Voilà pourquoi, ayant été empêché d’ouvrir votre rencontre, j’ai tenu à être là pour vous remercier d’être venus et d’être revenus chez nous, au Mali. Vous montrez que nous sommes dans un pays où l’on vient à la rencontre de l’autre pour apprendre de lui et lui donner. Un pays que les défis ont éprouvé mais qui reste debout sur des fondements immémoriaux, une nation hospitalière où l’hôte est roi, je suis sûr que vous vous en êtes rendu compte déjà. Je devrais dire, encore une fois, car certains parmi vous ont vu le Forum de Bamako naître et grandir et l’ont accompagné dans sa marche dans le calendrier international.

Sans les charges de l’Etat, j’eusse fait partie de vos auditeurs avec l’embarras du choix dans des panels aussi riches que variés. Le thème central du Forum « développement durable et capital humain: bilan et priorités opérationnelles » vous a permis de couvrir une large palette des problèmes du Mali, de l’Afrique et du monde.

Pendant ces trois jours, vous vous êtes attachés à fournir des pistes de solutions aux problèmes concrets du Mali. C’est un autre mérite de votre cercle de réflexion qui aborde l’actualité avec un éclairage du passé pour préparer l’avenir. Chez vous, les urgences n’écrasent pas la pensée car elles ouvrent des perspectives pour des lendemains meilleurs. Il en est ainsi parce que l’homme est au centre de tout ce que vous entreprenez. Le capital humain est une notion mais surtout une réalité transversale. Elle est dans ce que nous faisons. Elle est ce qui nous fait.

Forts de cette approche, vous vous êtes attachés à proposer des pistes de solutions aux problèmes qui assaillent le Mali de manière urgente et plurielle. Il s’agit de s’attaquer, notamment aux questions sécuritaires, de productivité, sans oublier la COVID19
En cela, nous sommes partenaires car vous défrichez ce que parfois nous effleurons, emportés par la nécessité de faire face à une multitude de sollicitations ici et maintenant. Vous expliquez pour nous permettre de comprendre et d’améliorer notre monde et préparer celui de demain.

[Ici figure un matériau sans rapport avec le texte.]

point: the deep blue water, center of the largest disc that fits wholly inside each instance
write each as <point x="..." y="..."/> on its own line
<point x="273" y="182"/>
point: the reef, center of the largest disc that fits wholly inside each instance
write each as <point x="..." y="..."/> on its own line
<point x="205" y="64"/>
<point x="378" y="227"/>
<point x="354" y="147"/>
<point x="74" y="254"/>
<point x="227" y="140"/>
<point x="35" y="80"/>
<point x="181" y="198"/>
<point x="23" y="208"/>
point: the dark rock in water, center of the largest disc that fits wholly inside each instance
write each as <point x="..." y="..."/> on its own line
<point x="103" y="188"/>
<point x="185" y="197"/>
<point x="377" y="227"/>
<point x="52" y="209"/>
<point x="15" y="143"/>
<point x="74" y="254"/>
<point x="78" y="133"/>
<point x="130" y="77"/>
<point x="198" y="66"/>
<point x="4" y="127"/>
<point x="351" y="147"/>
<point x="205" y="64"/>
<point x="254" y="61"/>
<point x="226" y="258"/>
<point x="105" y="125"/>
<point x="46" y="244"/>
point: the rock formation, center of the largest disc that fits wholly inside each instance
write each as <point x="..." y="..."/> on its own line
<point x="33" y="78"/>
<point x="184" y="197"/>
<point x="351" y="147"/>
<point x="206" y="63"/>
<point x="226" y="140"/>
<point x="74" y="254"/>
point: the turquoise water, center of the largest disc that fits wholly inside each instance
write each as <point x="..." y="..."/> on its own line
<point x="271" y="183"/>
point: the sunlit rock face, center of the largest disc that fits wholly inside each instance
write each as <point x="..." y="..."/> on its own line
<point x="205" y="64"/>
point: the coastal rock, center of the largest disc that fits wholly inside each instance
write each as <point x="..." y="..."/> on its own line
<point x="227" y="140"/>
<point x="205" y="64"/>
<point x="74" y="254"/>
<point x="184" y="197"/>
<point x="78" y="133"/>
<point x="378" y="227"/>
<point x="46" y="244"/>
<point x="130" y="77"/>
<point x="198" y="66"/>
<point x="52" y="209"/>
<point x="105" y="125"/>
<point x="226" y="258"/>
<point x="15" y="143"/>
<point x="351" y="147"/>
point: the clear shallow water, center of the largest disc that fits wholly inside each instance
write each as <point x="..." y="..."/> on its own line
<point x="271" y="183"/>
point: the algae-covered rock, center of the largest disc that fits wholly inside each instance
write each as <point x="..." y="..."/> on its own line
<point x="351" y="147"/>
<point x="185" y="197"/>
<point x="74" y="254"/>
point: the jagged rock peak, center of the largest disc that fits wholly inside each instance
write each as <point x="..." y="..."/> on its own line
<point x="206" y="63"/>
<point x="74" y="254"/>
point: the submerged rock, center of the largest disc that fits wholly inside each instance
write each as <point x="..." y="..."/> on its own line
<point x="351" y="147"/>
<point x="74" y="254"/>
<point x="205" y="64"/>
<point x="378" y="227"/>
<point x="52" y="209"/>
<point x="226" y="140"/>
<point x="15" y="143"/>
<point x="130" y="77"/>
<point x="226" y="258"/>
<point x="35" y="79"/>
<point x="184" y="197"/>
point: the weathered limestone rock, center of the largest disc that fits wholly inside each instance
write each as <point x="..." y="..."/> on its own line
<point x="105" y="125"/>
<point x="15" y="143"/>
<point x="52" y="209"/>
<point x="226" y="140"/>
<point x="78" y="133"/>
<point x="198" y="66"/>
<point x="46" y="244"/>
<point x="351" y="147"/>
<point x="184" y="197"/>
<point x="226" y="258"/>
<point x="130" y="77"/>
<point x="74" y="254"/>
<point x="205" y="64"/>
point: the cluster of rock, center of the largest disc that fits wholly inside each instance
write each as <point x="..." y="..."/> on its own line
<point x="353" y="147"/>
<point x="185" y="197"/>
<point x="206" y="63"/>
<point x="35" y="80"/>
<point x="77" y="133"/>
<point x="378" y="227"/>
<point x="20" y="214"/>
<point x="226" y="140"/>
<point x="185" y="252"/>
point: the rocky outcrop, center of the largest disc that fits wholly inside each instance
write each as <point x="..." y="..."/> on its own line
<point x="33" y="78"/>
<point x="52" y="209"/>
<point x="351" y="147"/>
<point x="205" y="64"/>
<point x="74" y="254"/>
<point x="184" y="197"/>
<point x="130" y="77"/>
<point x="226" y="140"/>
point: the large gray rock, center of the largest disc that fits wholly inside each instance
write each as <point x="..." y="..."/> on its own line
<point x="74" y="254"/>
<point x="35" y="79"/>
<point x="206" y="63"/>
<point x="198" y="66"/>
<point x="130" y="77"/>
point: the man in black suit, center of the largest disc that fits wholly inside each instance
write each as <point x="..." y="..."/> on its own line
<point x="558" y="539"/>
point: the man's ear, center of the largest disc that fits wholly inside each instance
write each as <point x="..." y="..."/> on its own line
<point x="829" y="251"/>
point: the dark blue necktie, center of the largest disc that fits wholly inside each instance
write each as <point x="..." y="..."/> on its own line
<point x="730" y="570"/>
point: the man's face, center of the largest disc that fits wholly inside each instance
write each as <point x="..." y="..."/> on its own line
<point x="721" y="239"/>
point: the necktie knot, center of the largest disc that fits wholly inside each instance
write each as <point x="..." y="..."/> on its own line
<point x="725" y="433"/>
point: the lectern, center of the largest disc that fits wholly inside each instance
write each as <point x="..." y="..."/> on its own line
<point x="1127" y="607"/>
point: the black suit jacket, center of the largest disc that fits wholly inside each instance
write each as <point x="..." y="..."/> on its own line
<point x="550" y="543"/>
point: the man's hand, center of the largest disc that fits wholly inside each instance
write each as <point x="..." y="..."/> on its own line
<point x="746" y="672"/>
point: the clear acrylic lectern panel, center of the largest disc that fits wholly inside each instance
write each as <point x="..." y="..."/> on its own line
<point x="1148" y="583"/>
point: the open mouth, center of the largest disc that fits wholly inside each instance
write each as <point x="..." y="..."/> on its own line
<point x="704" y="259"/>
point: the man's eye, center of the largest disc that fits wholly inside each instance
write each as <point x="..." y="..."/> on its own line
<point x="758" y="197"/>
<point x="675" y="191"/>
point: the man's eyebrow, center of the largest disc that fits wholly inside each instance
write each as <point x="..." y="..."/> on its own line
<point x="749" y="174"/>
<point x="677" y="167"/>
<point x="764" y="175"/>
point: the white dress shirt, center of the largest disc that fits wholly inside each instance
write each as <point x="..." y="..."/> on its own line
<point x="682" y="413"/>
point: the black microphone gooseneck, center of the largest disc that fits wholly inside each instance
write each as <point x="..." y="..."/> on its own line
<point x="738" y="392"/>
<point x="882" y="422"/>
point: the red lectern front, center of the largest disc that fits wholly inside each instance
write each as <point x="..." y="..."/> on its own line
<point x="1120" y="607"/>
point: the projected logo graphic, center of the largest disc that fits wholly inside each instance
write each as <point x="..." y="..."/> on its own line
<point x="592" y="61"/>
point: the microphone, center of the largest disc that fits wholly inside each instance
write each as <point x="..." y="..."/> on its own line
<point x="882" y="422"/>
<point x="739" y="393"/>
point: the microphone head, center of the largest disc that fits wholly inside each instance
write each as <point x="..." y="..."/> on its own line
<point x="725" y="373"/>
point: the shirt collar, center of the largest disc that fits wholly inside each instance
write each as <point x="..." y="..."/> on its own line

C’est pour cette raison que ce 21è forum tombe à point nommé. Les conclusions de vos travaux dont je salue la richesse et la diversité, nous aideront à avancer dans l’élaboration et la mise en œuvre des réformes institutionnelles et politiques qui sont au cœur de la Transition.

Ainsi, nous sommes les bénéficiaires du recul que vous prenez face au quotidien sans perdre de vue la réalité du terrain dont nous sommes esclaves. Vous nous aidez à faire le tri entre ce qui est dit et ce qui est fait, entre ce qui est attendu et ce qui est possible. Vous contribuez surtout à faire comprendre que les possibles sont la règle quand la détermination est notre guide.

Au cours des trois jours, vous avez discuté de toutes les questions liées au capital humain. Nous attendons impatiemment d’étudier toutes les recommandations et propositions issues de vos échanges marqués du double sceau de l’esprit et du cœur, car on ne peut pas parler du capital humain sans une once de passion nécessaire à accompagner l’ambition de tout homme. Je me félicite que vous ayez exploré tous les champs pour offrir votre contribution à une Transition réussie.

Je vous souhaite un bon retour dans vos pays et foyers respectifs et déclare clos les travaux du 21è Forum de Bamako.